St. Paws volunteer and board member Linda Hoover says St. Paws hoped that the community would respond to its mission so positively. “It’s going beyond our wildest dreams, the idea that the community has gotten behind us.”
St. Paws President Vicki Doerfler says the idea for St. Paws sprang from the exhaustion of organizing just one fundraising event for a single rescue group — and then having to start the process over. She realized the need for a source of perpetual animal rescue funding that would allow groups to focus less on money and more on their main mission: rescuing and rehabilitating animals.
“Animal rescue can be so draining,” Hoover says. “It’s nice to be around people who believe what you believe.”

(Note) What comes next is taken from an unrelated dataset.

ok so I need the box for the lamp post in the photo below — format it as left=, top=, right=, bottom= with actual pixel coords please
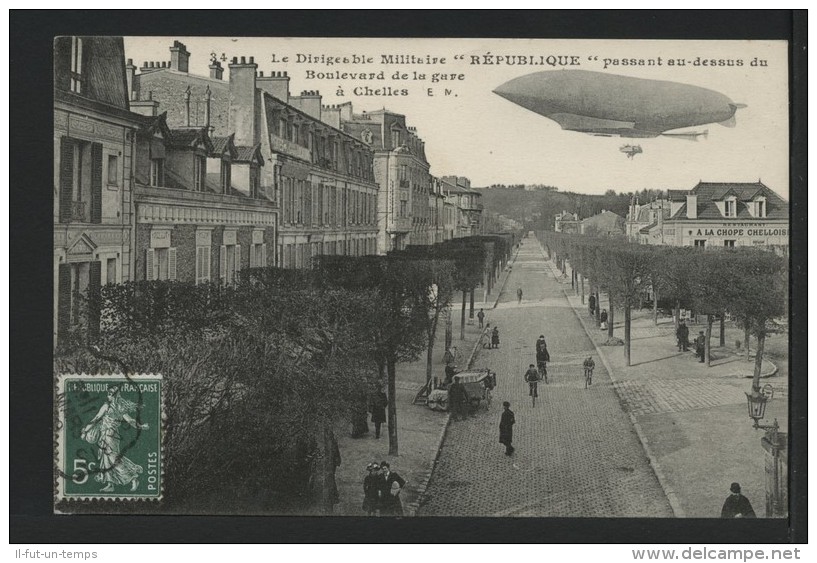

Donations are not handed out in a systematic list order. Each month the needs of all eligible rescue groups are examined and St. Paws then targets the groups where the donation will make the greatest impact.
Look What the Cat Brought In will use the donation to care for severely neglected cats they received from a hoarding situation in Arizona.
Jennifer Nosler is the president of Look What the Cat Brought In. “Every time we get a donation it gives us the courage to go forward,” Nosler says. “It’s a foundation to work from.”
Along with raising funds, St. Paws promotes communication between the various local rescue groups. “We want them to feel like they are part of a community where they are not alone,” Hoover says. “We are an additional voice for them. Not everyone can rescue, but we can offer support.”